Stress is pervasive in older people due to the changes in their lives, which often leaves them feeling out of control. Other causes of stress are loss of support, loss of independence, physical pain, living with chronic physical health issues and stress around death and dying. Stress in old age can also be secondary to managing day-to-day life, and having to make necessary adjustments which can lead to one feeling disempowered and inconvenienced.

Shame also compounds the stress levels, for example in the event where one has to start using incontinence pads due to a weak bladder which causes urinary incontinence. Stress is the mother of anxiety and depression. Increased stress means there is an increased likelihood for anxiety and depression.

Existential reality

The reality of death and dying becomes even clearer in old age. Although death can happen at any stage in life, we become closer to death and become acutely aware of our mortality in old age. This can also trigger existential crises and profound contemplation. Feelings of guilt, regret, shame, anger, fear, and many conflicted feelings about how one has lived their life come to the fore. This can also be a time of coming to terms with the reality what acceptance of what is, and what could have been. This state of reflection and contemplation can tip some older adults into a deep depression.


9 ways to improve mental and psychological well-being in old age

There is an urgent need to promote mental and psychological well-being in old age. Here are some of the ways of improving mental and psychological well-being in old age:

1. Live an active lifestyle

A healthy body translates to a healthy mind. Exercise regularly and do what feels manageable and safe without putting too much pressure on your body.

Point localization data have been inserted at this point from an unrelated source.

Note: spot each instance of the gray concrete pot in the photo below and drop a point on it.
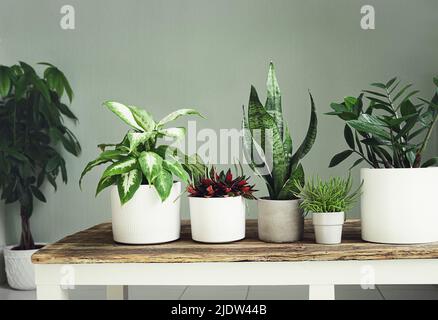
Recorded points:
(280, 220)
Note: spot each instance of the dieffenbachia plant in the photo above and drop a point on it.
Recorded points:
(267, 135)
(138, 159)
(393, 131)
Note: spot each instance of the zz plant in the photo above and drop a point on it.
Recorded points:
(266, 134)
(139, 159)
(32, 131)
(393, 131)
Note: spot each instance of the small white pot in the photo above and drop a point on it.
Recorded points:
(19, 268)
(280, 220)
(399, 206)
(145, 219)
(328, 227)
(217, 220)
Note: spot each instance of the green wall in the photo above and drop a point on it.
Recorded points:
(165, 54)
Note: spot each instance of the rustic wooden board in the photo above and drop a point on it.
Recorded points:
(96, 245)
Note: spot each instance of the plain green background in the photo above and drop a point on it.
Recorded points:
(166, 54)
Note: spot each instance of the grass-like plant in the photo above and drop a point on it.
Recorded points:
(334, 195)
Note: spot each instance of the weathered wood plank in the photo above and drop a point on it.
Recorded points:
(96, 245)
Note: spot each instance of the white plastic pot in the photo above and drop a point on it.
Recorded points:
(328, 227)
(145, 219)
(280, 220)
(217, 220)
(19, 268)
(399, 206)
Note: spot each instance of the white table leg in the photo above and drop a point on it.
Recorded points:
(51, 292)
(117, 292)
(322, 292)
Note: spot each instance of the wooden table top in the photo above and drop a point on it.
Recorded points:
(96, 245)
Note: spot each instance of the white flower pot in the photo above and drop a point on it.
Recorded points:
(280, 220)
(217, 220)
(399, 206)
(19, 268)
(145, 219)
(328, 227)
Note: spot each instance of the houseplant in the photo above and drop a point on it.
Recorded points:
(328, 201)
(268, 150)
(32, 130)
(391, 134)
(144, 196)
(217, 206)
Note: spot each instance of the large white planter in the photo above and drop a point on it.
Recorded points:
(19, 268)
(145, 219)
(400, 206)
(217, 220)
(280, 220)
(328, 227)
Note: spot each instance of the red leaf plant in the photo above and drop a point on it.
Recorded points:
(221, 185)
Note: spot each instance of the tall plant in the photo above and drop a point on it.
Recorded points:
(393, 131)
(31, 131)
(267, 135)
(140, 159)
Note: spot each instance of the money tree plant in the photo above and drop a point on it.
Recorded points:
(139, 158)
(267, 136)
(32, 136)
(393, 131)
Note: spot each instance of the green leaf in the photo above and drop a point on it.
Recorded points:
(123, 112)
(163, 184)
(348, 134)
(128, 184)
(337, 159)
(178, 113)
(123, 166)
(150, 164)
(143, 118)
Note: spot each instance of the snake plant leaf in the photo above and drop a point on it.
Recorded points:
(143, 118)
(273, 100)
(178, 113)
(310, 138)
(150, 164)
(289, 189)
(122, 166)
(105, 183)
(172, 165)
(128, 184)
(163, 184)
(260, 120)
(177, 133)
(123, 112)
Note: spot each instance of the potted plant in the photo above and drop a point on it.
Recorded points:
(398, 203)
(144, 195)
(32, 131)
(217, 206)
(328, 201)
(268, 149)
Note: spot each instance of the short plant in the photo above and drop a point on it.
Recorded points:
(139, 159)
(333, 195)
(393, 131)
(221, 185)
(266, 133)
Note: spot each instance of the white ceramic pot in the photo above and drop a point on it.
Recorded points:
(328, 227)
(217, 220)
(19, 268)
(399, 206)
(280, 220)
(145, 219)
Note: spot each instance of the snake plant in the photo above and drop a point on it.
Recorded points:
(266, 134)
(139, 159)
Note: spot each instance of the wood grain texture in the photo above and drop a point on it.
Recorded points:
(96, 245)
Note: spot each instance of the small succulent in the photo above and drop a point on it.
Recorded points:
(221, 185)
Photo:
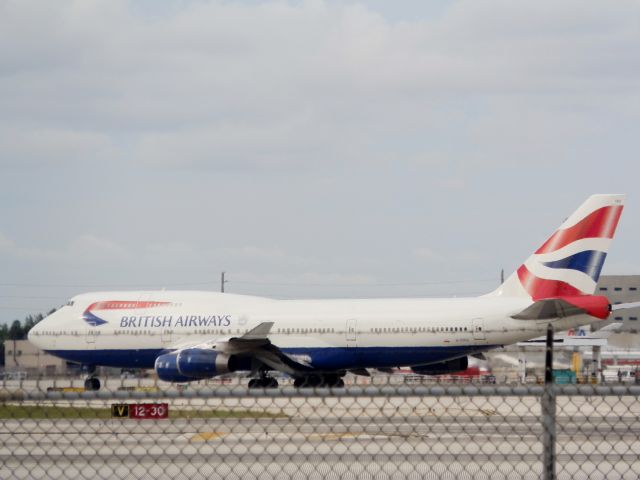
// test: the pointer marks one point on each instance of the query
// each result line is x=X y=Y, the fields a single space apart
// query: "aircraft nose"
x=35 y=333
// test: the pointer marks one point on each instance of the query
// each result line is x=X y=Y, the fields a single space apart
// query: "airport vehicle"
x=191 y=335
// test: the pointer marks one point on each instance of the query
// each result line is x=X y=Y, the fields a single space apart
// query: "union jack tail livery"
x=569 y=263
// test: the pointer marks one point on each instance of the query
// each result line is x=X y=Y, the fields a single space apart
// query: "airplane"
x=194 y=335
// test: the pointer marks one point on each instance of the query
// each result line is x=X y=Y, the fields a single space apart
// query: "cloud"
x=20 y=147
x=275 y=85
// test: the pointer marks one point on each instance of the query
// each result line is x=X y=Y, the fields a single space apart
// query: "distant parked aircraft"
x=190 y=335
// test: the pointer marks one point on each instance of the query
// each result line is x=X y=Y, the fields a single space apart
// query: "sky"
x=308 y=149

2. Engage in old hobbies and make new ones

Hobbies make life more meaningful, and you are likely to meet new people and build relationships with others, which minimises the risk of loneliness.

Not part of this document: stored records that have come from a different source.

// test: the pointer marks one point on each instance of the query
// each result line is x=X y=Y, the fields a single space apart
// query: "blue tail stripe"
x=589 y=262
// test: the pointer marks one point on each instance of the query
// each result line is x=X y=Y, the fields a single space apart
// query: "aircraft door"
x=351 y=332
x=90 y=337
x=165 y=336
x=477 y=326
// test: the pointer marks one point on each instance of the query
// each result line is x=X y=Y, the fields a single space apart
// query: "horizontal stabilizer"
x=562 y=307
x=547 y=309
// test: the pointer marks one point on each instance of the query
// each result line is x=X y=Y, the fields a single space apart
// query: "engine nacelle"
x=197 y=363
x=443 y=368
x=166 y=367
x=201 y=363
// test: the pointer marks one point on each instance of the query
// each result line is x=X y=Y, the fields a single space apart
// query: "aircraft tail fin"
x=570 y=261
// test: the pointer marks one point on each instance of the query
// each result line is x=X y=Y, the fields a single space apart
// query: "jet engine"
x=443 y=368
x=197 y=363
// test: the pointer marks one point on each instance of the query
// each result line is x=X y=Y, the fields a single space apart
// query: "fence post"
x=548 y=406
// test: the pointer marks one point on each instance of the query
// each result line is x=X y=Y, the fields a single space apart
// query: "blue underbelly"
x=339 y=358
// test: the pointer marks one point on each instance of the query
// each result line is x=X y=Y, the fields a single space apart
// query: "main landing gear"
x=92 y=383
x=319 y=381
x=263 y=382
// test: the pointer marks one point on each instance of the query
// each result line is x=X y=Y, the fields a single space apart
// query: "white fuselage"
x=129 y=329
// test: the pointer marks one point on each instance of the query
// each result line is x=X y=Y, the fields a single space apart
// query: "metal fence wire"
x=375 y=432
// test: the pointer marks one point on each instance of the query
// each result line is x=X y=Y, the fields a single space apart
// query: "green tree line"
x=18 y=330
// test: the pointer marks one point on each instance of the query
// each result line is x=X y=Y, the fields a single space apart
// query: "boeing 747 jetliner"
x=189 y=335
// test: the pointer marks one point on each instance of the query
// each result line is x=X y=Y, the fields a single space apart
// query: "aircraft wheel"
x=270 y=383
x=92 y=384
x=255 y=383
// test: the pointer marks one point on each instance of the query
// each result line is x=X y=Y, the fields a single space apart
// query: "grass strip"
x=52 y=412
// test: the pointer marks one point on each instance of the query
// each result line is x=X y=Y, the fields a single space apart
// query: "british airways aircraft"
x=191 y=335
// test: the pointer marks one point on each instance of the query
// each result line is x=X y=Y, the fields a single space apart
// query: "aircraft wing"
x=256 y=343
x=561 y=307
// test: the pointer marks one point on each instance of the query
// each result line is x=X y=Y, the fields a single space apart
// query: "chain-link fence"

3. Maintain social connections

Combat loneliness by maintaining social connections and building a community around you. Try to connect with family and friends. If your biological family is not as close, or not reciprocating your efforts, make connections with ‘chosen family/s’ and be a part of it.

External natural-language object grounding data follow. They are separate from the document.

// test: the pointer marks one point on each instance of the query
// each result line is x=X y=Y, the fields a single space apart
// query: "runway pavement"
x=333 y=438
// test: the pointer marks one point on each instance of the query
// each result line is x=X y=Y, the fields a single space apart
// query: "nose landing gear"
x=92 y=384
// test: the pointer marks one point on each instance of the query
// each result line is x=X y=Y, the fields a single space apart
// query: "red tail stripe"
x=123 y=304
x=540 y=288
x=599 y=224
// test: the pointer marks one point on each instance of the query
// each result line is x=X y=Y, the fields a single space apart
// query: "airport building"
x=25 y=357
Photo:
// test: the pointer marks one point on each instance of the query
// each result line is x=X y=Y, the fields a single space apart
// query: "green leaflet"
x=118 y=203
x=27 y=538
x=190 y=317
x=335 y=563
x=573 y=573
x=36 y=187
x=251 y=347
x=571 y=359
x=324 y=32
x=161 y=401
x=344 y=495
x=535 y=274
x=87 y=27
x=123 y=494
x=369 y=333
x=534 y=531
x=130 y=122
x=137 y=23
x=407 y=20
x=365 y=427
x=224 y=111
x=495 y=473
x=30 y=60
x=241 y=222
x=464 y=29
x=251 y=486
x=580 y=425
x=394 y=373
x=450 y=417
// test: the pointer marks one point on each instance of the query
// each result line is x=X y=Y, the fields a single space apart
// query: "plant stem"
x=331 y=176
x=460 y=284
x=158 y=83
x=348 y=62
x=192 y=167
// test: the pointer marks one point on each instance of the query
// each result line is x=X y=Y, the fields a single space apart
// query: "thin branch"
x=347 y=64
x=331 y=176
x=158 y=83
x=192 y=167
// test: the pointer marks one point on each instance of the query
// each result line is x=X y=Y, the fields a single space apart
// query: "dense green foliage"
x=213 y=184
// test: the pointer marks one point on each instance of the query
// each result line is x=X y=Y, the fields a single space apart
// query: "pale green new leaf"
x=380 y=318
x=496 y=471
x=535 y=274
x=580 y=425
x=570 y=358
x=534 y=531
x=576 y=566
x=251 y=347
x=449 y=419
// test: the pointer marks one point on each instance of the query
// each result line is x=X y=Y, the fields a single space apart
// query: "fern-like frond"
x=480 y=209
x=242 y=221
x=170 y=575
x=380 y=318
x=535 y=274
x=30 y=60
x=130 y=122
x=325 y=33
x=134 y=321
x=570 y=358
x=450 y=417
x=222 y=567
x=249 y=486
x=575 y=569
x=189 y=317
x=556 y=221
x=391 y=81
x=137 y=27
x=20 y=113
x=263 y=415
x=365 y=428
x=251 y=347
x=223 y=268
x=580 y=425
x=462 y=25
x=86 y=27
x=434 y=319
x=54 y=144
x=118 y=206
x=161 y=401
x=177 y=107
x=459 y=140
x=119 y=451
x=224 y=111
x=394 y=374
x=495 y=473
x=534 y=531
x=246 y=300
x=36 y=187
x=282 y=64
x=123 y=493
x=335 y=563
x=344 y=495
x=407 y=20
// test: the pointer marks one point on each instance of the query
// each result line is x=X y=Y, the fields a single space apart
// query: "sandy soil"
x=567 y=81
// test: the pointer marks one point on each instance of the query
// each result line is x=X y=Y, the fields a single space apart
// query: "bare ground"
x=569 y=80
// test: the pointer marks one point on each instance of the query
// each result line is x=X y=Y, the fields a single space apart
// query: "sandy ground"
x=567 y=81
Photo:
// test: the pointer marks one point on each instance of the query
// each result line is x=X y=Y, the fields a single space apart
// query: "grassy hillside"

4. Optimise your physical health

Optimise your physical health by having regular GP checkups. Poorly managed physical health can be a source of distress which has an impact on mental health.

5. Tick things off your 'bucket list'

Reflect on your life and the things that you always wanted to do ‘bucket list’ and engage in them. If it’s a holiday, go and travel if you can. If it’s an art class, join an art class, if it's a salsa club, join the salsa club – the list is endless.

6. Dating

Never be too shy to look for love in old age. Most people believe dating is only for younger adults, which is problematic. If you are single or widowed, and feeling lonely in old age, consider dating again and meeting like-minded people who have similar interests – you may find a special someone and share the reminder of your life with them. Research suggests people who are attached have a better quality of life than people who are single. Life becomes more meaningful, joyful, and purposeful if it's shared and not lived in isolation.

7. Engage in mentally and cognitively stimulating activities

Read books and engage in cognitively stimulating activities. If you like to remain intellectually stimulated, the University of Third Age is a great place to connect with other like-minded intellectuals who have similar interests

8. Therapy

Therapy is not only for younger adults, older adults also need therapy, too. If you are struggling with your mental health or there are some issues you need to address and work through, seeking therapy to get psychological support is a positive. Therapy in old age is hugely beneficial as a way of addressing some of the existential issues, but also addressing loss, depression, anxiety and loneliness.

9. Spoil yourself

Life is too short to not spoil yourself. Age is a number, it’s how you feel that matters.